The AAFF is excited to feature a program of newly restored 16mm films by Curt McDowell (1945-1987), a beloved favorite at the AAFF throughout the 1970s. The retrospective will be held Thursday, March 17th at 7pm in the Michigan Theater. The program will feature Ronnie (1972), True Blue and Dreamy (1973), Stinky Butt (1974), and Wieners and Buns Musical (1972) among others and will be presented by Mark Toscano, archivist for the Academy Film Archive. McDowell's film, Loads (1980) will also be featured in the Out Night program at 9:30pm on Thursday, March 17th in the Michigan Theater and A Visit to Indiana (1970) will screen in the Opening Night program, March 15th.

Familiar to most underground filmmakers, Curt McDowell’s name was tied with mystery, novelty, and zeal. With an exceptionally bold expression of sexuality and an autobiographical perspective of narration, McDowell’s films reflected his obsession with and curiosity for exploring sexuality.

“A filmmaker, actor, visual artist, and writer, McDowell arrived in San Francisco in the mid-1960s to attend the San Francisco Art Institute in the painting department and quickly changed course to become a filmmaker to work with George Kuchar, within a period that witnessed the Summer of Love, gay liberation, and the onset of AIDS, to which he succumbed at the age of 42. He directed over 30 films, celebrating sex as well as genre riffing and autobiographical narratives that bear the influences of Jack Smith’s lush, DIY camp aesthetic, Rainer Werner Fassbinder’s explosive melodrama, and Nan Goldin’s glimpses of countercultural bohemia" (The Tenderloin Museum).

George Kuchar, American underground film director and the co-creator of Thundercrack! (1975), worked closely with McDowell in the seventies and eighties. Kuchar described McDowell as: “Curt, cute, controversial, and not celibate. He was a barrel of laughs and a roller coaster ride to hell and back. Life for him was a fast track to fast times that included devilish detours into forbidden erogenous zones.

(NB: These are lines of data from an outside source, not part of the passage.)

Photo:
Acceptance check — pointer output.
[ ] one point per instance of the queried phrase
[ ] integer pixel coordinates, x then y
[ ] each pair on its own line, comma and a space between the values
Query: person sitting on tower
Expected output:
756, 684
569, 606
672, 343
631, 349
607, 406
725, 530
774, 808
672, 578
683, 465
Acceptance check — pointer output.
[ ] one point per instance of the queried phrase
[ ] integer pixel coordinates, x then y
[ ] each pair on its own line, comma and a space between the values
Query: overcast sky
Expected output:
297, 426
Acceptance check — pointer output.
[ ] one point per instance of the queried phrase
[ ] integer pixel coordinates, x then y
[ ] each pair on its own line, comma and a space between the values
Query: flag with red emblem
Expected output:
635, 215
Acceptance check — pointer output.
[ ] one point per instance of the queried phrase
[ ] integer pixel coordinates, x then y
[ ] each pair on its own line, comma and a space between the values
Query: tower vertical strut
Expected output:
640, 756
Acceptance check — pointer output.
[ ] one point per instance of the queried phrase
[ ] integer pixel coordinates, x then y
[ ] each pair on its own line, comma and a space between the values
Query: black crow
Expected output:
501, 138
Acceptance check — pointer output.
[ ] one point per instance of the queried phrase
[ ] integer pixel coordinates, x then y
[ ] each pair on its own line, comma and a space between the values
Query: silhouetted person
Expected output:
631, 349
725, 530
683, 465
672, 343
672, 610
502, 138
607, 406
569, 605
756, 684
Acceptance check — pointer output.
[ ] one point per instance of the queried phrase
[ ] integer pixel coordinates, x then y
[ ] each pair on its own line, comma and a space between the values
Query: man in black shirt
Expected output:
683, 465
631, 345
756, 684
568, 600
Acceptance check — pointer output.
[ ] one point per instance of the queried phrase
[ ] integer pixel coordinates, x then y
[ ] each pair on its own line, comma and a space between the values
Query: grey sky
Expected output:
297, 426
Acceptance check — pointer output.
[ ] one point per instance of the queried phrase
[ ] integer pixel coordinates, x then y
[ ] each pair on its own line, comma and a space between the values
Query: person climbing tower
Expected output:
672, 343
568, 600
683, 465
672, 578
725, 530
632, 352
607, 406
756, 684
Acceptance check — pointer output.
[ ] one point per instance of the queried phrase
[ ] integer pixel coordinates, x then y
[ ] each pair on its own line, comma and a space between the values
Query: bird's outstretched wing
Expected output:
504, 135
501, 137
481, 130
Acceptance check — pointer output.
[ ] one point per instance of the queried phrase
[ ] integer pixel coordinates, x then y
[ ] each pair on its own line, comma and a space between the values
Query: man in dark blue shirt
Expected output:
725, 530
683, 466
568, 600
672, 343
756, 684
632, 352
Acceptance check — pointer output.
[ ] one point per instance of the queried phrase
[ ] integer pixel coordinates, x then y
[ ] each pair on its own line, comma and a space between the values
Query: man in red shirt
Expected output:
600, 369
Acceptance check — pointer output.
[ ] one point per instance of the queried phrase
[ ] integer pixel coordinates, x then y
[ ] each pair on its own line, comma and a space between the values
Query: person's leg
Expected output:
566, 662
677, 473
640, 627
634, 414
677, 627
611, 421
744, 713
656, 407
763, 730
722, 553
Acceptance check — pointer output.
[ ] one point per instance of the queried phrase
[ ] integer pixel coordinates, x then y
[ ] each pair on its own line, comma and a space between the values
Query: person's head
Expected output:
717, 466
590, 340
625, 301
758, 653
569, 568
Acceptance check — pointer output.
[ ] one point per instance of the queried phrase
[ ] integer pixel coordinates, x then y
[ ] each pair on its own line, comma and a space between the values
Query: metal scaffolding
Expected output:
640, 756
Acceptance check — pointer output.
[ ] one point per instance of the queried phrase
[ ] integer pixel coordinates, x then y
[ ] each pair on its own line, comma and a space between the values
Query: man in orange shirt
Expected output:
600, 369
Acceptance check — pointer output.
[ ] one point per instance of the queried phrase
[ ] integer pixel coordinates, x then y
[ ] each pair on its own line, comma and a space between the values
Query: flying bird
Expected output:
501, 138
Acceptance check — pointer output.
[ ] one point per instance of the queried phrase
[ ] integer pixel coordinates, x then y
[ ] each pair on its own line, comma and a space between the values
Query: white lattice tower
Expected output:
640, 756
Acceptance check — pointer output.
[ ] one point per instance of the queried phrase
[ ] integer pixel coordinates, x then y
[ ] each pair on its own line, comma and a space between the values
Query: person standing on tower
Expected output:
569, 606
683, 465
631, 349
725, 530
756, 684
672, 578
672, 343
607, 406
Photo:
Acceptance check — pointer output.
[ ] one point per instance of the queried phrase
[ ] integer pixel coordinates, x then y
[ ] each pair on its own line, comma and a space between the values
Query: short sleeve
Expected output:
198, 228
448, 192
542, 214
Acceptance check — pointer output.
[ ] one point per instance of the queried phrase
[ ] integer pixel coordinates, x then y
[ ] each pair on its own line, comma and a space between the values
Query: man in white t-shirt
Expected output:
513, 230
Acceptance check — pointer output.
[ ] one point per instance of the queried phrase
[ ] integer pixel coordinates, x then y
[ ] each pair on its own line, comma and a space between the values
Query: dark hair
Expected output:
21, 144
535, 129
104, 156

He explored all those zones with a zealous zeal: painter, pornographer, poet of the plebeian and the perverse; you name it (or sing it since he also wrote songs) and it all rings true.”

When McDowell passed of AIDS in 1987, he left behind his entire life’s work—including films, paintings, and scrapbooks—which first were protected under Curt McDowell Foundation and later were placed under the care of his sister, Melinda, when the Foundation no longer existed. The Academy Film Archive recently launched a program to restore Curt McDowell’s complete collection of films. Confessions, featured in the Out Night at the 53rd AAFF, was the first output of this large-scale project. We are excited to be able to show such a large collection of McDowell’s work at the 54th Festival!